Un Lun Dun - China Mieville [11]
“Why’d you turn that stupid wheel?”
“Like I knew we were going to end up here?”
“Can’t ever leave anything alone.”
Hesitantly, the two girls stepped into the rows of tents, buyers, and sellers. There was nowhere else to go.
They were immediately surrounded by the animated jabbering of a market morning. Deeba and Zanna kept looking up at that extraordinary hollow sun, but the scene around them was almost as bizarre.
There were people in all kinds of uniforms: mechanics’ overalls smeared in oil; firefighters’ protective clothes; doctors’ white coats; the blue of police; and others, including people in the neat suits of waiters, with cloths over one arm. All these uniforms looked like dressing-up costumes. They were too neat, and somehow a bit too simple.
There were other shoppers in hotchpotch outfits of rags, and patchworks of skins, and what looked in some cases like taped-together bits of plastic or foil. Zanna and Deeba walked farther into the crowd.
“Zann,” Deeba whispered. “Look.”
Here and there were the strangest figures. People whose skins were no colors skin should ever be, or who seemed to have a limb or two too many, or peculiar extrusions or concavities in their faces.
“Yeah,” said Zanna, with a sort of hollow, calm voice. “I see them.”
“Is that it? You see them? What are they, for God’s sake?”
“How should I know? But are you surprised? After everything?”
A woman went by above them, pedaling furiously as if she were on a bicycle, striding on two enormous spindly mechanical legs. Strange little figures flitted by at the edges of the market, too fast to clearly see. Deeba murmured an apology as she bumped into someone. The woman who bowed politely to her wore glasses with several layers of lenses, lowered and raised on levers, seemingly at random.
“Lovely arrangements!” the girls heard. “Get them here! Brighten up the home.”
Beside them was a stall bursting in flamboyant bouquets, carefully arranged in colored paper.
“They’re not flowers,” Deeba said. They were tools.
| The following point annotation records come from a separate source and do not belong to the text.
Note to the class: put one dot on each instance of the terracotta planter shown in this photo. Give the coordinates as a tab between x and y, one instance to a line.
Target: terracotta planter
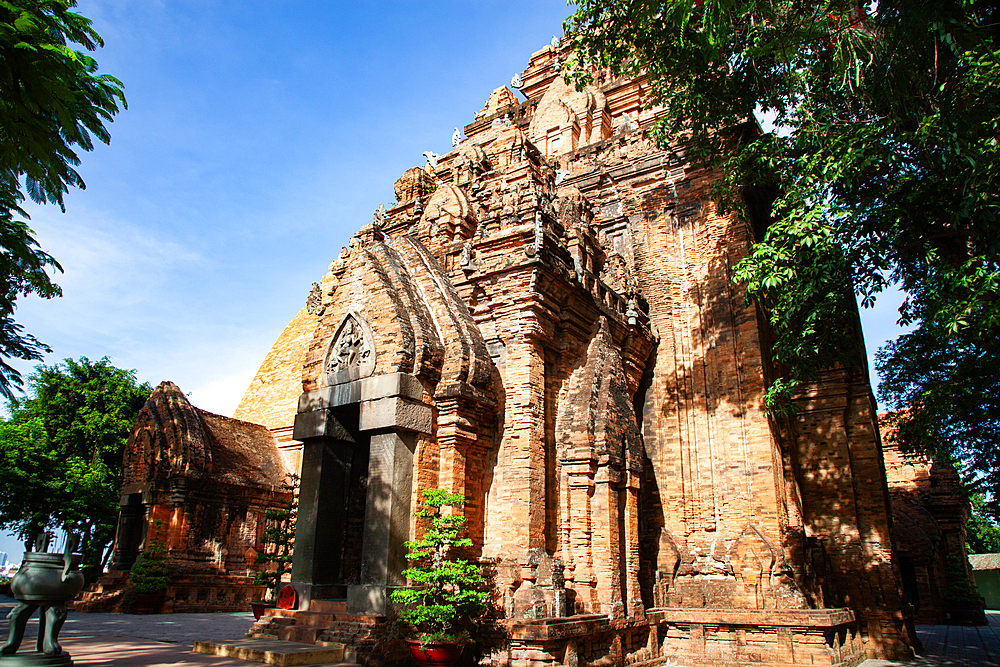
148	603
435	654
258	608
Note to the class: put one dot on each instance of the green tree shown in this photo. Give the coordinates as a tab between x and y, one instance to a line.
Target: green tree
885	171
447	598
983	535
278	539
61	453
52	103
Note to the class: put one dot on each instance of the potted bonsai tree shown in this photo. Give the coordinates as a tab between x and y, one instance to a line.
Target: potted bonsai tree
149	574
445	598
277	539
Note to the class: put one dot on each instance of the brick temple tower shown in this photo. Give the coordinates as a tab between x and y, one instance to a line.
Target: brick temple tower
546	323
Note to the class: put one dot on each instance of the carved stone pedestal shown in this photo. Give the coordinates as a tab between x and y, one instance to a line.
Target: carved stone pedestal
693	637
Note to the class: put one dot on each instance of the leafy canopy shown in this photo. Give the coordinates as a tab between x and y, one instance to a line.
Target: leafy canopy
447	593
150	573
61	453
278	538
885	171
52	103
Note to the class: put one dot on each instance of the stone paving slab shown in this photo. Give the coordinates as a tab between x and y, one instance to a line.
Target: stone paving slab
954	646
273	651
122	640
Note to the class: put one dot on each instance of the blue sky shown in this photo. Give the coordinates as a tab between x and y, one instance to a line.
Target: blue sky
259	136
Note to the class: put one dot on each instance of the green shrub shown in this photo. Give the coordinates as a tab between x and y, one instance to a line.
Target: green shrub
278	538
445	600
149	574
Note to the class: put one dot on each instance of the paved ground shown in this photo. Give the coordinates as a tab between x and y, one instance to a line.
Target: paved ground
123	640
954	645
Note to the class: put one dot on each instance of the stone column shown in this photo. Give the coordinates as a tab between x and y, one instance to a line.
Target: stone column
387	521
322	516
391	413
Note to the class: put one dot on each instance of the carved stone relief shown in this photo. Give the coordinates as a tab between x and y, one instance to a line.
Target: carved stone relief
351	354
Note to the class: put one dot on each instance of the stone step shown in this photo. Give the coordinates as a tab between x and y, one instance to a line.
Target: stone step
328	606
280	653
298	633
315	619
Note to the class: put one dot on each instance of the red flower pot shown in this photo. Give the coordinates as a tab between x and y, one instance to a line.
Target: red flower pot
435	654
258	608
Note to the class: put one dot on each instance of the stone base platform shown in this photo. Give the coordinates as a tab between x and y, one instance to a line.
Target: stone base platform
275	652
693	637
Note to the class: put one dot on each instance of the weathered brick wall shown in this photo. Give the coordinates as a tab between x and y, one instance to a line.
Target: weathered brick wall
929	514
562	288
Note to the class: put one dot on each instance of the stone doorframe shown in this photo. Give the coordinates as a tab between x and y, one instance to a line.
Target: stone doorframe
391	413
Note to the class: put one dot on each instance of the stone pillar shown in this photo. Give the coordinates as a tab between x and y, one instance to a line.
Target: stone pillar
390	413
387	521
319	529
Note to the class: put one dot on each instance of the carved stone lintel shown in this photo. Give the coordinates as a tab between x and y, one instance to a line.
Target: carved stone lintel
351	354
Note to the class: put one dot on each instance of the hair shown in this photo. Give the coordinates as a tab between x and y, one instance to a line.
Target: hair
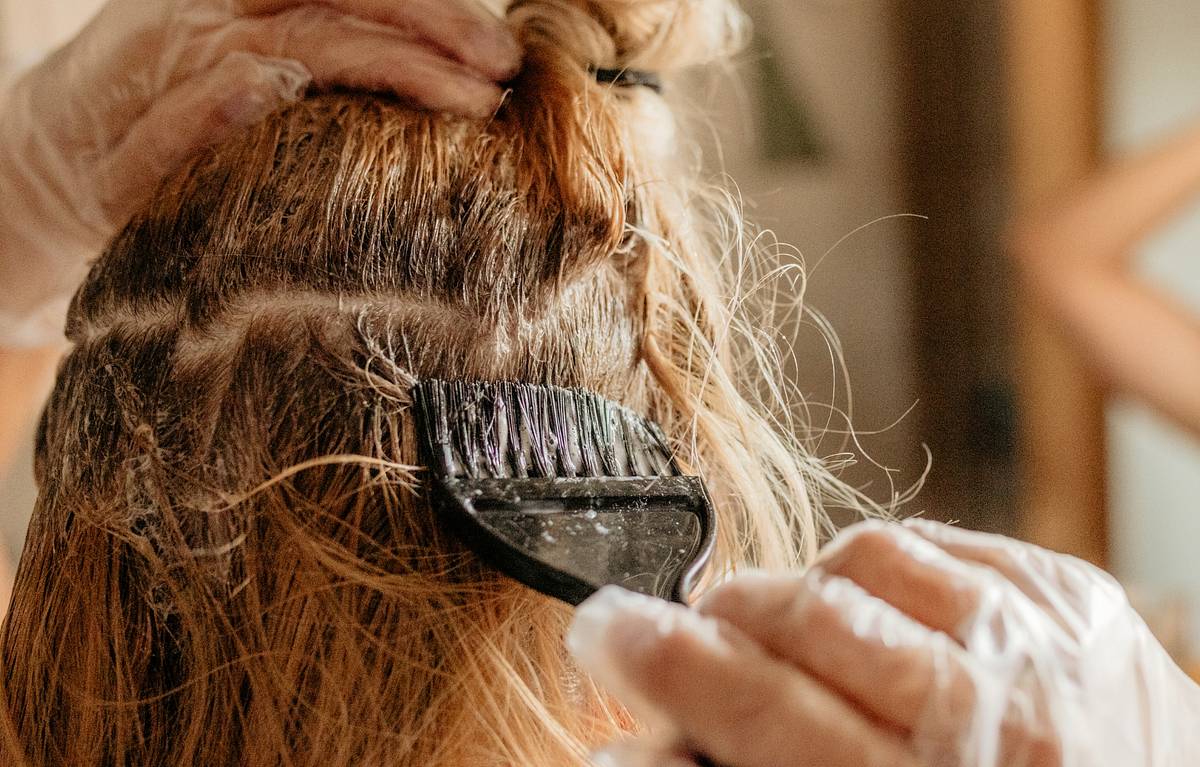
232	562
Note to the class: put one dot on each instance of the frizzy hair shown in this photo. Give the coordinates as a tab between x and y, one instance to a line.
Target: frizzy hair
232	562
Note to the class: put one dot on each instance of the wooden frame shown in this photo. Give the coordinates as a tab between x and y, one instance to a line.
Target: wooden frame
1055	125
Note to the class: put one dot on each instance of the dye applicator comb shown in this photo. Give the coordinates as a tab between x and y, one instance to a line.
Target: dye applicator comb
562	489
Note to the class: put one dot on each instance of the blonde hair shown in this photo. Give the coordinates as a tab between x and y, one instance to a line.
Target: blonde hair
231	561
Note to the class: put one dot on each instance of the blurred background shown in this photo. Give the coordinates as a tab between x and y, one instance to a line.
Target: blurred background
894	144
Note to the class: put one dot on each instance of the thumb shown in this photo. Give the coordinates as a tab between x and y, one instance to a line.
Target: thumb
237	93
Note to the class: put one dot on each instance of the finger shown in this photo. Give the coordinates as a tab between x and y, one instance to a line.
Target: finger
1059	583
345	51
239	91
726	697
877	658
913	575
465	30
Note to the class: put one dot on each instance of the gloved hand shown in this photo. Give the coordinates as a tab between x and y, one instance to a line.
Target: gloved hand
904	646
88	135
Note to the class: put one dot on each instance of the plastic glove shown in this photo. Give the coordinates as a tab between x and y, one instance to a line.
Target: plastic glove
88	135
905	645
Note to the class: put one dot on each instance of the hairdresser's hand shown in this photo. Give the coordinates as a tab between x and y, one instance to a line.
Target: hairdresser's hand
88	135
905	645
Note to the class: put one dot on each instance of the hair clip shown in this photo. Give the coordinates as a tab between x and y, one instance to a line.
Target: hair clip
629	78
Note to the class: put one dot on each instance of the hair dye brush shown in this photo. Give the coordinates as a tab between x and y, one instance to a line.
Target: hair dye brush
563	490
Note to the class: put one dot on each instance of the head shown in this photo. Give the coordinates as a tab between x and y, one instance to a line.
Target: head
232	559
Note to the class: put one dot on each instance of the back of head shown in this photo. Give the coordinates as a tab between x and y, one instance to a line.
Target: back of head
232	562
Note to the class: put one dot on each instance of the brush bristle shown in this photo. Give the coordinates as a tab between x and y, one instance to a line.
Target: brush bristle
516	430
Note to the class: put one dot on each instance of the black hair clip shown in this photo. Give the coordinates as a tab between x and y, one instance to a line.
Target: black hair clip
629	78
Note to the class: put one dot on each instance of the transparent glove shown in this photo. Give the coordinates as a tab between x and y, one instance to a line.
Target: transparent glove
904	646
88	135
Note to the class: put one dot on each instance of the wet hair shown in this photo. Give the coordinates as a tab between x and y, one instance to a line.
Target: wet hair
232	561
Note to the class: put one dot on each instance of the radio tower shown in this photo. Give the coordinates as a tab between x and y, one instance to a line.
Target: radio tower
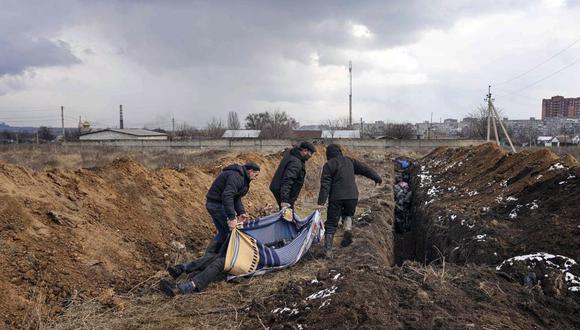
350	94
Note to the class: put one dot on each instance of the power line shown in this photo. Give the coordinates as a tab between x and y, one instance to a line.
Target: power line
540	64
540	80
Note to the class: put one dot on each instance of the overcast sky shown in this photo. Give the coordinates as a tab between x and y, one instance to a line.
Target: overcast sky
191	60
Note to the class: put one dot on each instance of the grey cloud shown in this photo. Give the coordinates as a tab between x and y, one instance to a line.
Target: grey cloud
27	31
23	53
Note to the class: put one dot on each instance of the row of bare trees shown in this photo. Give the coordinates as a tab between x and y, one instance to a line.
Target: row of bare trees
273	124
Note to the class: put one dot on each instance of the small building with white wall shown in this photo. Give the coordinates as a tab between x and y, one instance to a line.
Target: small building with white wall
341	134
112	134
241	134
548	141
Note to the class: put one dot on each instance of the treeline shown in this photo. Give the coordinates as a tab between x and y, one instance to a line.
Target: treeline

Each was a bunch of hammers, screwdrivers, spanners, and levels, bright plastic and metal, carefully arranged and tied together with a bow.
“What on earth are you wearing?” someone said. Zanna turned as someone picked at her hoodie. The man was tall and thin, with a jagged halo of thick, spiky hair. His suit was white and covered with tiny black marks.
It was print. His clothes were made from pages from books, immaculately sewn together.
“No, this won’t do,” he said. He spoke quickly, tugging at Zanna’s clothes too fast for her to stop him. “This is very drab, can’t possibly keep you entertained. What you need—” He flourished his sleeve. “—is this. The hautest of couture. Be entertained while you wear. Never again need you face the misery of unreadable clothes. Now you can pick your favorite works of fiction or nonfiction for your sleeves. Perhaps a classic for the trousers. Poetry for your skirt. Historiography for socks. Scripture for knickers. Learn while you dress!”
He whipped a tape from his pocket and began to measure Zanna. He yanked at his head, and Zanna and Deeba winced and gasped. What had looked like hair was countless pins and needles jammed anyhow into his scalp, a handful of which he pulled out.
The man did not bleed or seem to suffer any discomfort from treating himself as a pincushion. He wedged some of the pins back into his head, and there was a faint pfft with each puncture, as if his skull were velvet. Busily, he began to pin bits of paper to Zanna, scribbling measurements on a notebook.
“But what if it rains, you say? Well then rejoice as your outfit cuddles you in its gentle slushing, and you’re given the opportunity for an entirely new book. How wonderful! I have a vast selection.” He indicated his stall, crammed with volumes from which assistants tore pages and stitched. “What genres and literatures are to your taste?”
“Please…” stammered Zanna.
“Leave it,” said Deeba. “Leave us alone.”